To facilitate the filing fee process, the final amendments require “structuring” of all filing fee-related information in an exhibit. According to the adopting release: filers that use the option to “construct structured filing fee-related information within EDGAR generally will receive validation and resulting error and warning messages before they submit both test and live filings. Filers that construct this structured information outside of EDGAR, however, will receive validation and resulting error and warning messages after they submit both test and live filings. While EDGAR will automatically compute the filing fee due using the structured data and validate the information submitted by the filer, validation failures caused by incorrect or incomplete structured filing fee-related information generally will result in a warning to filers and a flag for staff follow-up, but EDGAR will accept the filing. However, approximately three months after all filers are required to comply with the structured data requirement, the Commission will suspend filings rather than issue warnings for incorrect or incomplete structured filing fee-related information. Commission staff will provide advance notice of the specific date of the change to filers.” Under the final amendments, all filers will be able “to file their filing fee-related information structured in Inline XBRL prior to the compliance date for each category of filers” and the SEC will make available a separate filing agent test system.
The final amendments will permit, where a registrant has not relied on Rule 457(o) to calculate a required filing fee and wants to increase the amount registered of one or more classes of securities on the registration statement, or add a new class, and decrease the amount of another class on the registration statement, the registrant may, in a pre-effective amendment, calculate the total filing fee due based on the then-current expected offering amounts, offering prices, and filing fee rates, and rely on Rule 457(b) to apply, as a credit against the current total filing fee due, the amounts previously paid in connection with the registration statement. New form instructions will permit a registrant claiming this type of offset to recalculate the filing fee in its entirety and claim an offset pursuant to Rule 457(b) in the amount of the filing fee previously paid in connection with the registration statement.
Apparently, none of the amendments discussed above were considered “technical amendments.” Ok. There are some of those, not even touched here.

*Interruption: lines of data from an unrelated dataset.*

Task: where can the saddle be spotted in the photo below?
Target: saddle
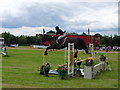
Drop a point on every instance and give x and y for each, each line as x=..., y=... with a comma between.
x=61, y=41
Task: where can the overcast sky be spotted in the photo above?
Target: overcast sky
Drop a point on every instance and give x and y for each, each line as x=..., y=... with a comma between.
x=29, y=17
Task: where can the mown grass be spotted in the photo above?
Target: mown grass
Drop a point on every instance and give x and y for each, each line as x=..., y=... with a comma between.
x=20, y=71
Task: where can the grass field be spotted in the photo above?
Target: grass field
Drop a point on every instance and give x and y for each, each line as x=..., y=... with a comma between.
x=20, y=71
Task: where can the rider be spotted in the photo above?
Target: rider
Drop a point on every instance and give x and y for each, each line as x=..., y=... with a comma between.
x=60, y=32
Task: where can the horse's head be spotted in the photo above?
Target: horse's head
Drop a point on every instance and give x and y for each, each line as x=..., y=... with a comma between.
x=45, y=38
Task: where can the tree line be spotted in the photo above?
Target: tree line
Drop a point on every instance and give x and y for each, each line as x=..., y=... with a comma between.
x=35, y=40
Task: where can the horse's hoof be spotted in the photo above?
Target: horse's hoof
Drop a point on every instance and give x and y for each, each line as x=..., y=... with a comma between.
x=45, y=53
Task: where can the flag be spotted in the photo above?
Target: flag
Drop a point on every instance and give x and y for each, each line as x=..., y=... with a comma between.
x=43, y=31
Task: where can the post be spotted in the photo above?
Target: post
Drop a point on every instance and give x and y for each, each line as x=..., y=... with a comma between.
x=70, y=58
x=91, y=48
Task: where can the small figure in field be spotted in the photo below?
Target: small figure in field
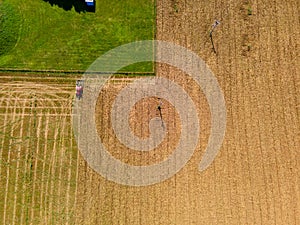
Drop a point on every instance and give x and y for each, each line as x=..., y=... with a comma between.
x=159, y=105
x=79, y=89
x=215, y=24
x=159, y=109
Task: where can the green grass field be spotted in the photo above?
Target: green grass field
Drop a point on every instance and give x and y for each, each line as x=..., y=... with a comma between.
x=37, y=35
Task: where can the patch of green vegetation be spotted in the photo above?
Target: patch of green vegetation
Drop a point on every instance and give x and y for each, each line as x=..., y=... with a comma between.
x=9, y=27
x=53, y=38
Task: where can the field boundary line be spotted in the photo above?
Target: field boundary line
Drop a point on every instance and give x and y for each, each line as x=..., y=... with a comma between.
x=12, y=70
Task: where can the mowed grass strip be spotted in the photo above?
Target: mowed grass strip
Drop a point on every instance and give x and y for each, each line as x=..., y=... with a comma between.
x=38, y=161
x=50, y=37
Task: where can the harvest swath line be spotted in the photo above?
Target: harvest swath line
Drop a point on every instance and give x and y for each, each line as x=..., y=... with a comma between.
x=17, y=168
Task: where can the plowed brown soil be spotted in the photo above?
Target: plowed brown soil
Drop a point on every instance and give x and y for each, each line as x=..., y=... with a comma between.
x=255, y=177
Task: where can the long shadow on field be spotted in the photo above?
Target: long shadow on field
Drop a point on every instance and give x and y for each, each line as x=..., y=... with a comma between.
x=79, y=5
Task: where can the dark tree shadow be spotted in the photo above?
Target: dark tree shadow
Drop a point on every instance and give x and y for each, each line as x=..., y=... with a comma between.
x=79, y=5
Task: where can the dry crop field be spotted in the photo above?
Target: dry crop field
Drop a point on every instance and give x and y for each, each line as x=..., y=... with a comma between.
x=253, y=180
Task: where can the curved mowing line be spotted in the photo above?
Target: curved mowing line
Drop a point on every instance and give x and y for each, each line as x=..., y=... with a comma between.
x=35, y=166
x=18, y=169
x=8, y=173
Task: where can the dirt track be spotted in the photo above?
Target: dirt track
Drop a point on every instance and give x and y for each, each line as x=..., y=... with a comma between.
x=254, y=179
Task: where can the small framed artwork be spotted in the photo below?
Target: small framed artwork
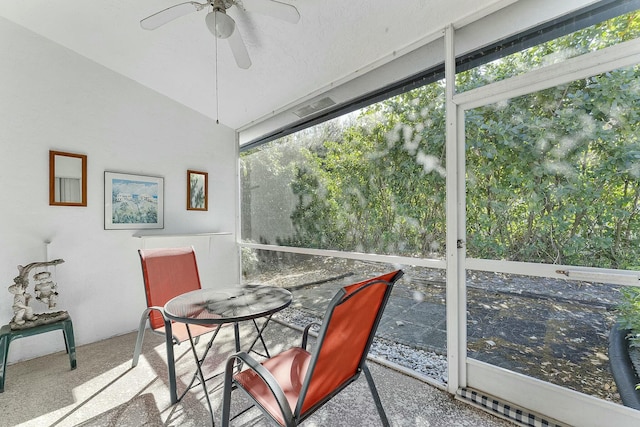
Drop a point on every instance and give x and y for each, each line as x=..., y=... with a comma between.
x=197, y=191
x=133, y=201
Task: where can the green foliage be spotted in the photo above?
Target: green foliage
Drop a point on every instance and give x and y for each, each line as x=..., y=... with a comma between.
x=552, y=177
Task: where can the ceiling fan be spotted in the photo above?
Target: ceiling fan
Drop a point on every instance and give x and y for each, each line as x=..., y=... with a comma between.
x=221, y=25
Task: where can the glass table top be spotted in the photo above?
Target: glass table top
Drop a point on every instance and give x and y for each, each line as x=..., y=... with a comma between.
x=225, y=305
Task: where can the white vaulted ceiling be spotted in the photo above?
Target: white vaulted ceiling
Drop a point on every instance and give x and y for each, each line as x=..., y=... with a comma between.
x=333, y=40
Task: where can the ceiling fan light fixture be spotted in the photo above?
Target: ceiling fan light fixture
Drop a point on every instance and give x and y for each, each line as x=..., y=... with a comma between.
x=220, y=24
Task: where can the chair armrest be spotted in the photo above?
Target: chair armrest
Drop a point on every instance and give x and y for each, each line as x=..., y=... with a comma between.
x=306, y=332
x=266, y=376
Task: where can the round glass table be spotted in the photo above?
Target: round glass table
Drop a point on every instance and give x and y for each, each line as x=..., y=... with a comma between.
x=227, y=305
x=221, y=306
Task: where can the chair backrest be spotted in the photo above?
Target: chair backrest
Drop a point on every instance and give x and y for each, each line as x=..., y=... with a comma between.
x=167, y=272
x=344, y=339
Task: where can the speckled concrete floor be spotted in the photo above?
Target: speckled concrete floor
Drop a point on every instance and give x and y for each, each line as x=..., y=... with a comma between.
x=105, y=391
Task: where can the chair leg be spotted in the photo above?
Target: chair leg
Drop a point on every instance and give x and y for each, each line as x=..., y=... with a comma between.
x=376, y=396
x=226, y=387
x=140, y=338
x=171, y=364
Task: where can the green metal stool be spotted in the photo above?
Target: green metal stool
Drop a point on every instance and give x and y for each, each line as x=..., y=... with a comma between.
x=7, y=335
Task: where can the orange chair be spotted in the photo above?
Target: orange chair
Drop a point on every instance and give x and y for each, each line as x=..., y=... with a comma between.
x=295, y=383
x=168, y=273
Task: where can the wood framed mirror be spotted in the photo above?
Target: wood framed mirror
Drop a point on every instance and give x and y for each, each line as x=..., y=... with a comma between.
x=67, y=179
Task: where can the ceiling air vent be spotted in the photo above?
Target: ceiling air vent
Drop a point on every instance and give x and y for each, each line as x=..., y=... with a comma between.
x=314, y=107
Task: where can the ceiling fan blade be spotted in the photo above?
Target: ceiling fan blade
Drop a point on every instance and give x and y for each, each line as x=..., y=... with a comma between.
x=275, y=9
x=239, y=50
x=169, y=14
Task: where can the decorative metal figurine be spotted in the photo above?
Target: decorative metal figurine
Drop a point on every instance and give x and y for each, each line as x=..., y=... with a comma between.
x=45, y=290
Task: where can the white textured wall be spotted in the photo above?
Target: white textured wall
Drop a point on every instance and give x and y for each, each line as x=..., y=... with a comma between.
x=52, y=98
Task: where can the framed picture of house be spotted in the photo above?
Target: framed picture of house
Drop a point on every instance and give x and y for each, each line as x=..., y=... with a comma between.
x=133, y=201
x=197, y=191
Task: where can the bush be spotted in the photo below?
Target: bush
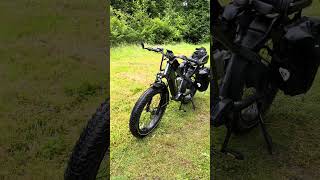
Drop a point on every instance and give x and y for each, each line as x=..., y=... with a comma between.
x=168, y=21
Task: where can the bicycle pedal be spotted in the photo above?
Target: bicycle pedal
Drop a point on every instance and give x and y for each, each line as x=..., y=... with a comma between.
x=235, y=154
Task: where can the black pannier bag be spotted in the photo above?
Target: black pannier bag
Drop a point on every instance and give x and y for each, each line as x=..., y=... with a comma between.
x=299, y=59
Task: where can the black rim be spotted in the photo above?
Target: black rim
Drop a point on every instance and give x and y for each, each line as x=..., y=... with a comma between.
x=151, y=114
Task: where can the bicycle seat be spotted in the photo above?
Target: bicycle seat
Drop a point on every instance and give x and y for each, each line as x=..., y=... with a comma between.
x=200, y=55
x=285, y=6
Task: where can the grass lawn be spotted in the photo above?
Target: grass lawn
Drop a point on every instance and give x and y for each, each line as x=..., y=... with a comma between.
x=293, y=123
x=53, y=75
x=179, y=147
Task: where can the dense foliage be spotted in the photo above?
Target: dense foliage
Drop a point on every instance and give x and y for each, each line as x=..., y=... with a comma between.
x=159, y=21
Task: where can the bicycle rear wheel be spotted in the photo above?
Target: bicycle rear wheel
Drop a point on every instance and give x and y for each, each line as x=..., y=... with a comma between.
x=91, y=148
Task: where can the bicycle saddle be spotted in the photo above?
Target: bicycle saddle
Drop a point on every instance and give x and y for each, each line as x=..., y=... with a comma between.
x=287, y=6
x=200, y=55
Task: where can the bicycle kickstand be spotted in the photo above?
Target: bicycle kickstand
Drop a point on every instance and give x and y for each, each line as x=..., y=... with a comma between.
x=265, y=133
x=227, y=151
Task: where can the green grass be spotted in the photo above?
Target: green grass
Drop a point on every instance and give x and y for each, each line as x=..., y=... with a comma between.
x=179, y=147
x=53, y=76
x=293, y=123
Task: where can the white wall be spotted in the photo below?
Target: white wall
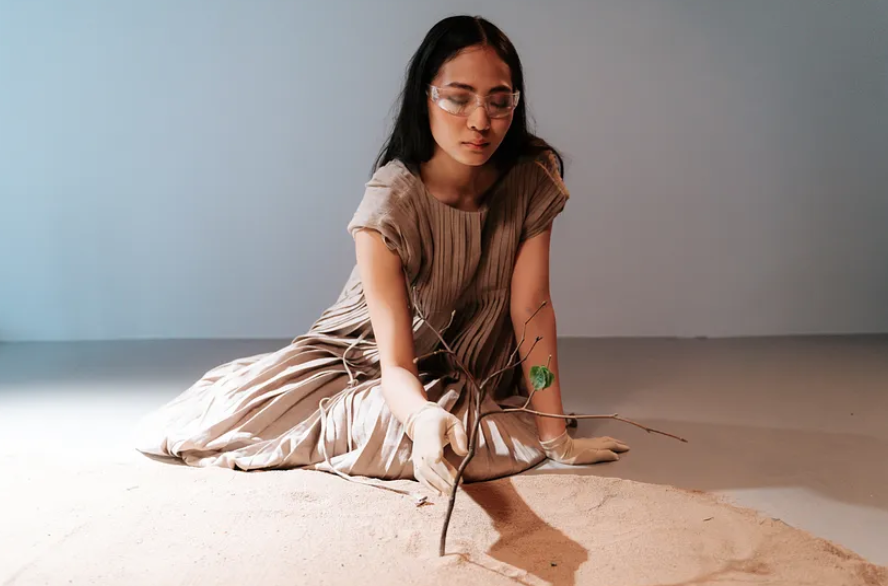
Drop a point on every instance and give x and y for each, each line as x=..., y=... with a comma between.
x=187, y=169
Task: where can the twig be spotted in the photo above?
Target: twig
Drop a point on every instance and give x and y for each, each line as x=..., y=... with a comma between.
x=614, y=416
x=476, y=394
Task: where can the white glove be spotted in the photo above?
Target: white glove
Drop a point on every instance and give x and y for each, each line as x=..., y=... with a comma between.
x=585, y=450
x=432, y=428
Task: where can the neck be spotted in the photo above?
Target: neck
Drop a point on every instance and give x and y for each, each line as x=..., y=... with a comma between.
x=456, y=183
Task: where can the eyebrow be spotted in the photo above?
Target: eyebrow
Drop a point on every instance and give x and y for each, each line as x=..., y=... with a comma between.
x=465, y=86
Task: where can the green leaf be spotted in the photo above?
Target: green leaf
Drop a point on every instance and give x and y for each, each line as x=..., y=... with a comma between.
x=541, y=377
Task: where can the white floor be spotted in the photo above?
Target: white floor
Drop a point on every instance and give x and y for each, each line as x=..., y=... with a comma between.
x=795, y=427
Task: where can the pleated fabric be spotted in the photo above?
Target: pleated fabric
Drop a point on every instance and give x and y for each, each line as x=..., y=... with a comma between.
x=317, y=403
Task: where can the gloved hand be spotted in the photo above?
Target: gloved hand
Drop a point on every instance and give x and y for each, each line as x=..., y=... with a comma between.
x=585, y=450
x=431, y=428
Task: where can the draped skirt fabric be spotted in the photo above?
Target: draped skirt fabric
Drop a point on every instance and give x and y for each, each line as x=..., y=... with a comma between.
x=301, y=407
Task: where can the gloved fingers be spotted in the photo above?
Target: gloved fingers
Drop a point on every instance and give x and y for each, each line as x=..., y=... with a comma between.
x=610, y=443
x=446, y=472
x=434, y=475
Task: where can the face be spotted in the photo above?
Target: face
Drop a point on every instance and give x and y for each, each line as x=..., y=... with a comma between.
x=471, y=140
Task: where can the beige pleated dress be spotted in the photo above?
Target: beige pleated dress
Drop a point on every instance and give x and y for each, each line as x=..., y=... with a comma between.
x=317, y=402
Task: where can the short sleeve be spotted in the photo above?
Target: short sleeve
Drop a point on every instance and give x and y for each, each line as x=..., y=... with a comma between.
x=548, y=195
x=383, y=210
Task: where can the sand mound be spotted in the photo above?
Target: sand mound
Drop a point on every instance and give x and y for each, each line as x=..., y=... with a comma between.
x=135, y=521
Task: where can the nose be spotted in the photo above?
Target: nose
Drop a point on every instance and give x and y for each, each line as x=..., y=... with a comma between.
x=479, y=121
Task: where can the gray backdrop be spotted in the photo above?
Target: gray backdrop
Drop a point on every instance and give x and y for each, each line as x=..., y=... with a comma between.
x=187, y=169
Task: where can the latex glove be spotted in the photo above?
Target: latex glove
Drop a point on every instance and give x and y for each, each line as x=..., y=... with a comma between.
x=584, y=450
x=432, y=428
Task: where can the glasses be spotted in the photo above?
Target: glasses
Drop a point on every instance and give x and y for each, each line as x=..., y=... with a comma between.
x=460, y=102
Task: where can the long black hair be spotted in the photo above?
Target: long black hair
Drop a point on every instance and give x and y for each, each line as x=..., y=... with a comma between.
x=411, y=140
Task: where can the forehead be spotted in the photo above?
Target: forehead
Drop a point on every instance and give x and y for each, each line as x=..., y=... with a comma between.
x=479, y=67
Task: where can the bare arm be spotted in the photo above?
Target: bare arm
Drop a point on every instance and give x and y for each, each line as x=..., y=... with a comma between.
x=386, y=293
x=530, y=287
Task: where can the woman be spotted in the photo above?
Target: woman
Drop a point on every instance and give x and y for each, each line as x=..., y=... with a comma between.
x=455, y=227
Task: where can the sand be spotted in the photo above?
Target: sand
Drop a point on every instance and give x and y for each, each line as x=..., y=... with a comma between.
x=136, y=521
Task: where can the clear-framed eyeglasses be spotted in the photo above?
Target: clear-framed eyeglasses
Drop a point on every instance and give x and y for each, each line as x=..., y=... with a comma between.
x=462, y=102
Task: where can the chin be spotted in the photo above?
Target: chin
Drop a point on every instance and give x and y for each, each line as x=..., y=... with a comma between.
x=471, y=159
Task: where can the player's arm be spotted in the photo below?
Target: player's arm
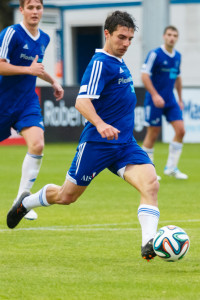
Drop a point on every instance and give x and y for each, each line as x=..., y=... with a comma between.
x=58, y=90
x=157, y=99
x=178, y=86
x=7, y=69
x=86, y=108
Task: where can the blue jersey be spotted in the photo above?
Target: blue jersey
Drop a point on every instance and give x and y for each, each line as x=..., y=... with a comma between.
x=108, y=82
x=19, y=48
x=163, y=69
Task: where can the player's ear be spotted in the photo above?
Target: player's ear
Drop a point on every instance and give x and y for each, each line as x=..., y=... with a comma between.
x=106, y=33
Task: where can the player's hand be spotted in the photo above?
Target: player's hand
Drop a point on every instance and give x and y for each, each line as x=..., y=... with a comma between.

The amendments generally will be effective on January 31, 2022. However, the SEC is adopting a phase-in period for the structuring requirements, beginning with large accelerated filers. Under the transition provisions, large accelerated filers will not need to comply with the structuring requirements until their filings submitted on or after 30 months after the January 31, 2022. All other filers will have an additional 12 months (i.e., 42 months after January 31, 2022) to comply with the structuring requirements. Compliance with the amended disclosure requirements other than the structuring requirements will be mandatory on the January 31, 2022 effective date. The amendments that will add or eliminate payment options will be effective on May 31, 2022.